On the homestretch with ISO 20022

Asking the panel to provide one word they associate with ISO 20022, moderator Tanja Haase, customer engagement lead - transaction management, SWIFT, formulated an interesting definition of the new financial messaging standard.

Volker Heinze, head of business development, Unifits GmbH, gets the ball rolling with the term ‘Interoperability’, and furthered that when we do cross the finish line of the homestretch for ISO 20022, that is when we will reach interoperability.

“In a few years we will have similar ISO 20022 formats and processes for mass payments, instant payments, high value payments, and cross border payments is all around the world. Yes, there will be local flavours, but in the end, this is only a minor issue. ISO 20022 is the common language for financial messaging, I would say it is the lingua franca of payments.”

The most fitting word is ‘opportunity’ for Neil Brady, head of transition and surveillance operations, Deutsche Bank. He explained that ISO 20022 is an opportunity for the industry to rationalise processes and the legacy infrastructure that we have across many of our institutions.

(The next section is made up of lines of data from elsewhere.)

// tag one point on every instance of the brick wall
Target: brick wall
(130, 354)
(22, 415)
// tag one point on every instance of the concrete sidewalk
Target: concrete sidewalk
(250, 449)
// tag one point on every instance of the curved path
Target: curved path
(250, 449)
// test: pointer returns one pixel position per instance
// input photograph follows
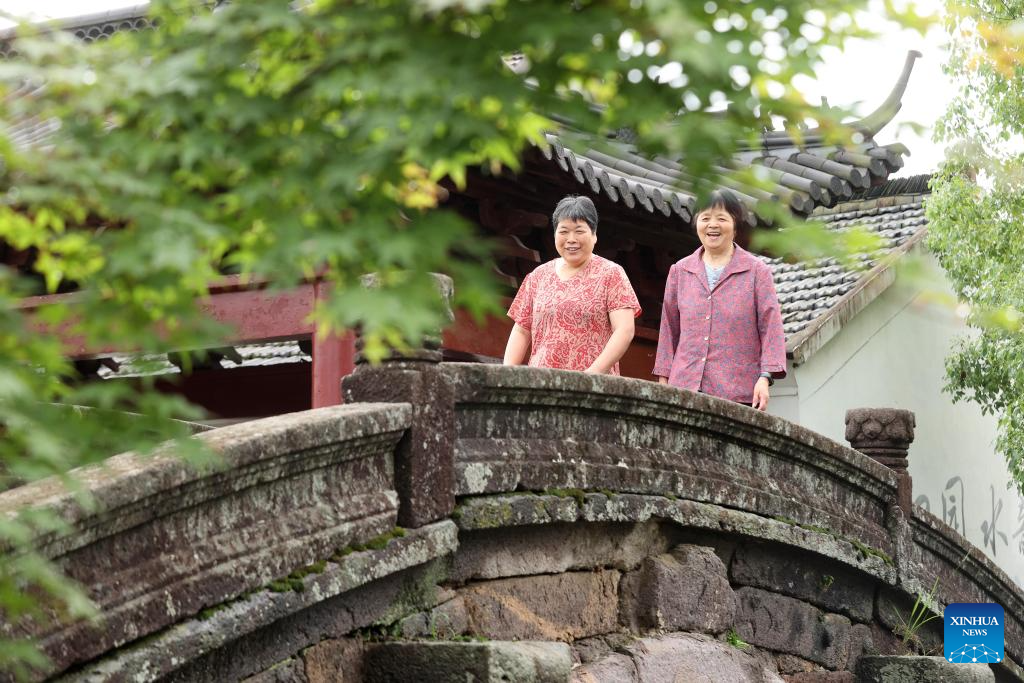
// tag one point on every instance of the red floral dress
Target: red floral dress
(568, 319)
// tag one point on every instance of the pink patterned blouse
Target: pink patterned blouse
(568, 319)
(718, 341)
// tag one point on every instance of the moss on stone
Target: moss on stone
(579, 495)
(864, 550)
(867, 551)
(377, 543)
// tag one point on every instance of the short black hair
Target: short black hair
(724, 199)
(573, 207)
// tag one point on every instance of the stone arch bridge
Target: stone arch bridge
(473, 522)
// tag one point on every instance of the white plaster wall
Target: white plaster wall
(891, 355)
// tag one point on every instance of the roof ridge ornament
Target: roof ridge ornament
(868, 126)
(880, 118)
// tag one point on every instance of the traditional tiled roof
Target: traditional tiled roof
(804, 174)
(250, 355)
(816, 298)
(95, 26)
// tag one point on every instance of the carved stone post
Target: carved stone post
(424, 467)
(885, 434)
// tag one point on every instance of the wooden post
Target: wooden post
(334, 357)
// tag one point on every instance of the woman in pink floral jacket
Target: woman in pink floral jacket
(721, 326)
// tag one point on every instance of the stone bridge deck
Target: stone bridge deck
(637, 530)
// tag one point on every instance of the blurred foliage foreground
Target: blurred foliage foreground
(291, 143)
(976, 213)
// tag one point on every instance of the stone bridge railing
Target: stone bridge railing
(455, 501)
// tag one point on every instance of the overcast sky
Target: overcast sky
(860, 77)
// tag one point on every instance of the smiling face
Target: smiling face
(716, 228)
(574, 241)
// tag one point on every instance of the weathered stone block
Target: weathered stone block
(485, 663)
(688, 657)
(821, 677)
(562, 606)
(555, 548)
(289, 671)
(444, 621)
(335, 660)
(791, 664)
(424, 474)
(861, 643)
(586, 650)
(803, 575)
(686, 590)
(786, 625)
(921, 670)
(515, 510)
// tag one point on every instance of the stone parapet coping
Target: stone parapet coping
(161, 540)
(127, 489)
(514, 510)
(165, 652)
(530, 429)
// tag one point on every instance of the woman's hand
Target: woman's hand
(761, 394)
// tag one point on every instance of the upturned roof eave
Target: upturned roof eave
(801, 346)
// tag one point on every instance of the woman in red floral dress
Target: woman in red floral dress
(721, 326)
(576, 311)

“We can do this as a result of the enriched data, the more structured data that we’ll receive in the future within the payment landscape. Also, with any opportunity there's going to be risks and challenges, but at the end of the day I think this is basically one opportunity that we all have to embrace.”

Daniele Pasqualini head of GTB RFP and onboarding, Intesa Sanpaolo, argued that ‘awareness’ is the is the key word here. “This is because we're working in several ISO projects and working groups such as TARGET2 and correspondent banking.”

With hundreds of customisations, Pasqualini noted that Intesa Sanpaolo has worked on creative solutions over the years, which were not tied to entirely considering the value of the standard itself. “Now we have the trouble of understanding who did it and why, and again, we’ve had to re-engineer what we've done in the past. We have several projects around reverse engineering, to identify and translate the gap, and now we must translate again in the ISO “lingua franca” that was mentioned earlier.”

Taking a different tack, Daragh Kirby, head of sales and marketing, Intercope stood out as the more pessimistic voice with his word choice of ‘caution’.

The more realistic perspective on ISO 20022, Kirby noted is that “we're entering into a coexistence phase, so I'm not really sure I would call this the homestretch for ISO 20022. It's probably the homestretch for the coexistence period but we're a few years away yet from the homestretch horizon. I would say caution, but at the same time acknowledging all of the optimism that came from the others.”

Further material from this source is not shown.